Première livraison
ERRANCE
Séquence 212 de L'Entretien
Le jeune homme errait sans but sur la grève déserte. Il songeait à son père avec qui il avait si souvent sillonné les plages du côté d’Angelholm et les sombres forêts de l’arrière pays. Il avait été assassiné par le clan des informaticiens de Minsk.
Il le supposait du moins, car chaque fois qu’il essayait de glaner des informations, les regards fuyaient, les conversations sortaient de leurs cours, les propos déviaient, comme choqués par une indécence. On le consolait hypocritement. Ses demi-frères étaient mariés et ne pardonnaient pas à leur père ce rejeton tardif qui les privait d’un tiers d’héritage et d’autant d’affection.
C’est qu’il était le préféré du puissant chef de la dynastie des Hall-Bentzinger. Venu bien tard mais d’autant plus désiré par la deuxième épouse de Lars Hall. Elle mourut empoisonnée par Helmwige, la marâtre, celle qui tenait les cordons de la bourse. Elle était assurée de l’impunité : enquête bâclée, boucs émissaires, l’affaire fut classée. Le cœur du garçon brûlait de haine rentrée. On lui avait enlevé sa mère, puis son père. Plus tard, il le savait, ce serait son tour. Un événement fortuit : un accident ou une rixe qui aurait mal tourné.
Sa demi-sœur, il ne l’aimait pas. Elle lui ressemblait trop. Visage large, épaules carrées et membres épais. Bien que ses yeux fussent clairs et ses cheveux de lin, elle n’était guère séduisante. Pourtant, grâce à sa fortune sans doute, elle avait trouvé chaussure à son pied qu’elle avait lourd et rougeaud : un pâle avocat de Hambourg établi au Luxembourg.
Son père ne ressemblait ni à un caïd, ni à un chef de clan. Mince, blond, de taille moyenne, il ne semblait pas très robuste. Il aimait beaucoup s’instruire et il s’enthousiasmait pour les nouvelles découvertes de la biologie.

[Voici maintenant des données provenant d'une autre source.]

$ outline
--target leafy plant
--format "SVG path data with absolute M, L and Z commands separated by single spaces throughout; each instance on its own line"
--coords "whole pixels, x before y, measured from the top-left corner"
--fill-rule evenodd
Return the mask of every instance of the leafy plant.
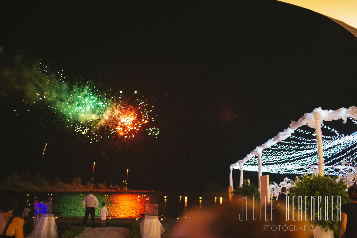
M 260 201 L 260 193 L 259 192 L 259 189 L 256 186 L 252 183 L 250 184 L 248 182 L 248 181 L 246 180 L 243 180 L 242 187 L 238 186 L 236 189 L 232 191 L 232 194 L 233 195 L 232 198 L 233 199 L 235 197 L 239 197 L 242 196 L 243 197 L 249 196 L 250 198 L 253 198 L 254 197 L 256 196 L 257 200 Z
M 302 204 L 300 206 L 305 210 L 306 207 L 307 209 L 307 212 L 309 214 L 311 213 L 311 197 L 315 198 L 315 212 L 314 217 L 310 218 L 315 226 L 320 226 L 325 231 L 332 231 L 334 233 L 338 234 L 340 221 L 337 221 L 337 199 L 338 196 L 341 196 L 342 205 L 348 202 L 347 193 L 345 191 L 347 188 L 346 185 L 341 179 L 338 182 L 333 178 L 327 176 L 324 177 L 321 175 L 308 175 L 305 174 L 302 176 L 301 179 L 296 177 L 294 182 L 293 186 L 289 189 L 290 201 L 292 201 L 292 196 L 295 196 L 294 200 L 294 206 L 298 206 L 298 196 L 301 196 L 302 198 Z M 305 199 L 305 196 L 307 196 L 307 199 Z M 318 197 L 321 197 L 321 201 L 319 204 Z M 328 211 L 325 211 L 325 196 L 328 198 L 327 201 L 327 208 Z M 331 199 L 332 196 L 334 196 L 332 203 Z M 312 205 L 313 207 L 314 205 Z M 331 207 L 333 208 L 331 219 Z M 318 220 L 319 209 L 321 209 L 320 212 L 321 221 Z M 328 216 L 327 220 L 325 219 L 325 214 L 328 212 Z M 321 218 L 321 215 L 322 217 Z M 309 215 L 308 217 L 310 217 Z M 305 218 L 304 218 L 305 219 Z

Il transmit sa passion à son fils, fasciné par la tératologie.
Il ne s’était pas consolé de la perte de sa deuxième femme et avait concentré tout son amour sur son dernier-né, celui à qui il avait donné son nom.
Lars Hall Bentzinger troisième du nom, ne se remit jamais de la disparition prématurée de son père. Ils étaient intimes, et il lui racontait ses aventures, peu édifiantes. Il avait été très tôt porté sur le sexe, comme pour compenser le manque de la mère. Son père, bien que trop indulgent envers les jeux cruels de son fils, était assez puritain et n’avait jamais entretenu de relations suivies pendant son veuvage.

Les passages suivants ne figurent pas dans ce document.